A cost-effective solution could be found narrowing standard deviations from input factors by improving the measurement system or the control process [3, 6]. This is a huge step to become a chemical process more repeatable and predictable, leading to significant money saves.

Previous lines show how statistical models can be used to get optimized and robust solutions in typical problems coming from chemical processes. Additional challenges can also be found and overtaken by using statistical approaches. When the number of significant factors affecting the process is too high, an overwhelming number of runs should be prevented. In such cases, a high fractional design (minimal resolution III or IV designs) could be adopted [4]. To avoid aliases, the minimal resolution designs should be combined with a complete fold-over methodology. This means that a second block of runs with signs reversed on all factors should be included breaking the aliases between main effects and two-factor interactions. Other usual problem found in the chemical industry is to design a set of experiments where both operating and mixture parameters occur. An illustrative example is a baking experiment where besides one observable process variable, six mixture components make part of the input factors [7]. Typical designs do not work at this level. A special type of mathematical formulation is required, and the adequate solution relies on the crossed mixture-process design application. With such approach, it is possible to combine quantitative parameters with mixture component restrictions.

Sometimes, standard RSM designs are not the best option or even suitable to solve chemical problems. Indeed, when multifactor linear constraints or categorical factors are involved, optimal designs are the correct option [6]. This is also the best solution when cubic empirical models are necessary to best fit experimental data.

Many other challenging problems can be faced by using advanced DoE strategies such as nested and split designs, experiments with random factors or even evolutionary operation methods (needed for the continuous improvement of a full-scale process) [2].

Parameter designs (two-array) that are made popular by Taguchi are other suitable option in order to find optimal operating conditions for quality improvement purposes in different chemical processes [8]. Although the approach from Taguchi became extremely popular as an effective tool for quality improvement in 1980s, a large controversy arose because there were significant issues with the advocated experimental strategy and data analysis procedures [9]. Additionally, it was concluded that fractional designs deliver considerable more information becoming much more efficient than the two-array parameter designs developed by Taguchi. Anyway, the use of Taguchi methods is still valid and of utmost importance at industrial level.

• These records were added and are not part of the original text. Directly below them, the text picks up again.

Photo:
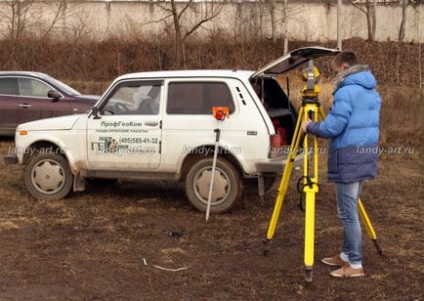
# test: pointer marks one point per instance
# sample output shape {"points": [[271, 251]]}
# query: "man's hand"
{"points": [[304, 125]]}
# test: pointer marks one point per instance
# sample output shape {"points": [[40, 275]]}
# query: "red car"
{"points": [[27, 96]]}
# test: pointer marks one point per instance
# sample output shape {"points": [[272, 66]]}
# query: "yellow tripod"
{"points": [[311, 109]]}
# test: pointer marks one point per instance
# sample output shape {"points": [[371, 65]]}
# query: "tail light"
{"points": [[274, 145]]}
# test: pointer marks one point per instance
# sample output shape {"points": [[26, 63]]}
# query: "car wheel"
{"points": [[227, 185], [48, 177]]}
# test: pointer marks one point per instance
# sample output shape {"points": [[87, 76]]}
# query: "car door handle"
{"points": [[151, 123], [24, 105]]}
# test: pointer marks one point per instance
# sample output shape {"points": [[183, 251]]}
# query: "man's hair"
{"points": [[347, 57]]}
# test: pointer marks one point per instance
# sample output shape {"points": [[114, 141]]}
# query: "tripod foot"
{"points": [[267, 243], [308, 274], [377, 247]]}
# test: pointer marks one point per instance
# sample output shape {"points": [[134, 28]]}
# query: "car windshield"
{"points": [[64, 87]]}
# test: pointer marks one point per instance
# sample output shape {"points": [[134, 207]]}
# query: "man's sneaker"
{"points": [[347, 271], [334, 261]]}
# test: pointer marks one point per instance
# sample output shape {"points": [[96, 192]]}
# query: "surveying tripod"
{"points": [[311, 109]]}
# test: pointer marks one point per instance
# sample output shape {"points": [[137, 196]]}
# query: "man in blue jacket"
{"points": [[352, 126]]}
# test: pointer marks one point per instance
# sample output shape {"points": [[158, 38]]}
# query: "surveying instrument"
{"points": [[310, 109]]}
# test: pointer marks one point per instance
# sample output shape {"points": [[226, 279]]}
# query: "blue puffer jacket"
{"points": [[353, 127]]}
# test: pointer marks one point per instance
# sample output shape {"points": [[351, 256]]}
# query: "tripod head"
{"points": [[311, 90]]}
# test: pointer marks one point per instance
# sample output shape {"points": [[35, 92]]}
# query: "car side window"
{"points": [[33, 87], [134, 98], [198, 97], [9, 86]]}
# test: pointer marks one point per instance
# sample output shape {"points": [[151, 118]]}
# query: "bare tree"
{"points": [[177, 12], [371, 15]]}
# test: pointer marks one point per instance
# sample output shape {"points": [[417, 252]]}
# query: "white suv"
{"points": [[160, 126]]}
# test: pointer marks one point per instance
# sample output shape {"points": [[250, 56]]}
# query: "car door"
{"points": [[34, 102], [9, 104], [125, 132]]}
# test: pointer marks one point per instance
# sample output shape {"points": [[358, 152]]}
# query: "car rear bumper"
{"points": [[277, 165], [11, 159]]}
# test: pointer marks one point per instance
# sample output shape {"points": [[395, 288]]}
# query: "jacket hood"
{"points": [[357, 75]]}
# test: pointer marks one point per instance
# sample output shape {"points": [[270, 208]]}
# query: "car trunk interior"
{"points": [[276, 102]]}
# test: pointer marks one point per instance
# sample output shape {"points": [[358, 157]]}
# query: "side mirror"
{"points": [[95, 112], [54, 95]]}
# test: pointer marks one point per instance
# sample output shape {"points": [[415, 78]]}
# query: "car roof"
{"points": [[24, 73], [245, 74]]}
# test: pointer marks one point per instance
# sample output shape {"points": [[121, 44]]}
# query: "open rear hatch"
{"points": [[276, 101]]}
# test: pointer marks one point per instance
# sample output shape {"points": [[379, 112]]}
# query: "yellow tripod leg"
{"points": [[368, 226], [282, 189], [309, 230]]}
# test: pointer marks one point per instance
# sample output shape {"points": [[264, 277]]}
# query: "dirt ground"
{"points": [[142, 241]]}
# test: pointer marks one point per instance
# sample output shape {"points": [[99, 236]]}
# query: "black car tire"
{"points": [[48, 176], [227, 185]]}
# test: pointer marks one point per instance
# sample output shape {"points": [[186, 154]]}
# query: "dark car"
{"points": [[27, 96]]}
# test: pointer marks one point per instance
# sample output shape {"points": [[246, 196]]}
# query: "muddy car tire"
{"points": [[227, 185], [48, 177]]}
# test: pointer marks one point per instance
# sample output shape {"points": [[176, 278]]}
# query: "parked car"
{"points": [[27, 96], [159, 126]]}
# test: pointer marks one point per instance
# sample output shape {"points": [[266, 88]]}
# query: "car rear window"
{"points": [[198, 97], [9, 86]]}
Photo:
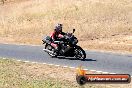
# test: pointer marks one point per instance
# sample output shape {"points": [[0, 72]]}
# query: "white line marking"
{"points": [[112, 73], [105, 72], [26, 61], [65, 66], [19, 60], [98, 71], [43, 63], [50, 64], [34, 62], [57, 65], [92, 70], [85, 69], [71, 67], [4, 58]]}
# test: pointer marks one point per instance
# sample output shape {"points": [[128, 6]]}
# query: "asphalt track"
{"points": [[99, 61]]}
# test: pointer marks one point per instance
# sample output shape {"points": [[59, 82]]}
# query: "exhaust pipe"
{"points": [[48, 51]]}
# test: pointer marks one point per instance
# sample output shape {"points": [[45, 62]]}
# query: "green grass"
{"points": [[14, 75]]}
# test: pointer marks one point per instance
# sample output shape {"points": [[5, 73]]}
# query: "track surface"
{"points": [[106, 62]]}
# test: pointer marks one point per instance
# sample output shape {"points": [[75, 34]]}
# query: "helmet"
{"points": [[58, 28]]}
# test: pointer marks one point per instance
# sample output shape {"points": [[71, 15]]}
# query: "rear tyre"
{"points": [[49, 47], [79, 53]]}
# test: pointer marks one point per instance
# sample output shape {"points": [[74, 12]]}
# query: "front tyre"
{"points": [[49, 47], [79, 53]]}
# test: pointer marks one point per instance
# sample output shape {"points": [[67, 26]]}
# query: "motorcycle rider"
{"points": [[56, 36]]}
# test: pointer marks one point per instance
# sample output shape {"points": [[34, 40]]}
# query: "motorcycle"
{"points": [[68, 47]]}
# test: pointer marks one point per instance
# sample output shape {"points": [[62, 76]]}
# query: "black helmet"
{"points": [[58, 27]]}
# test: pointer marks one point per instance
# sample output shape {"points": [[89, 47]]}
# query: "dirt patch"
{"points": [[28, 74]]}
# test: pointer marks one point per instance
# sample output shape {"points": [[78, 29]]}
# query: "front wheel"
{"points": [[79, 53], [49, 47]]}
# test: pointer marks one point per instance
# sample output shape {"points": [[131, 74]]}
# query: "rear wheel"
{"points": [[49, 47], [80, 53]]}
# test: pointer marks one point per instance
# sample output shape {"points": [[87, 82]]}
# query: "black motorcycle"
{"points": [[67, 47]]}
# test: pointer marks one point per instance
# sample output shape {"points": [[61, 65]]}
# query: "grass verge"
{"points": [[14, 74]]}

Assisting graduate students, teachers, researchers and other professionals by giving them the necessary knowledge on statistical tools with emphasis on DoE approaches that are available to them is perhaps the easiest way to expedite the mainstream of this methodology. In doing so, they can deepen the fundamental theoretical knowledge on the topic as well as optimize chemical processes with more efficient approaches. A more efficient process will be more cost-effective (thus increasing the interest to commercialize it) while improving its performance. Therefore, the aim of this book is to serve as a starting point for new researchers (and experienced ones) wanting to do statistical (emphasis on DoE) analysis of chemical processes.